On Monday, we were introduced to Portraits (Read it HERE).
Today, we have Ameli’s story, the first instalment in the series.
A M E L I
Do want to know what my biggest problem is?
I woke up this morning and all I could think of was how much freedom I take for granted.
I can see you rolling your eyes and hissing. What does she mean ‘Freedom’. In this same Nigeria where your father can beat you half to death and all everyone will say is ‘sorry’ and help you boil water to press down the welts and swellings? This same Nigeria where your parents decide what you do and who you become?
Yes, this same Nigeria.
This is the same Nigeria where I bought my first cigarette at twelve. I just walked to the aboki’s store down the street, gave him twenty naira and took a cigarette. He didn’t even ask who it was for. I buy about forty cigarettes a day from the aboki now, so he knows it’s for me. And still, he sells them. It might seem a small thing, but with everything I have to go through in my house, being able to buy my cigarettes and smoke them in peace is the definition of freedom.
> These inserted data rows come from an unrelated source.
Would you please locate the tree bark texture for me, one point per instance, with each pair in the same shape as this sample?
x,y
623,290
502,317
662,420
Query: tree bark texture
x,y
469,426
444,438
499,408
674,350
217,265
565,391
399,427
It’s hard being a girl in this country.
It’s worse when you’re a teenager.
There’s one hundred and twenty four thousand naira hidden among my things in my box. I bought a padlock for it on Monday. That was four days ago. My mother asked why I was returning the beautiful Echolacc box she gave me and taking back my old metal box from secondary school with the back hinges welded to the aluminium so it can’t be pried open by thieves, and I told her, I was tired of my younger brothers using my brassieres as catapults when I go out. That was a lie, obviously. The metal box has a bigger latch and my padlock ensures no one will be checking through my things without my permission. I honestly don’t mind my brothers using my brassieres as toys. My breasts are the size of tangerines but my mother buys bras for girls with C cup breasts. Whenever she brings a new set, I laugh and bury them at the bottom of my box along with all the other things she buys using the eyes of the daughter she expected I would become at 16, all breasts and buttocks and obsessed with housework.
I don’t know what happened to me between my first cigarette and now. I guess I’m compensating for not having breasts.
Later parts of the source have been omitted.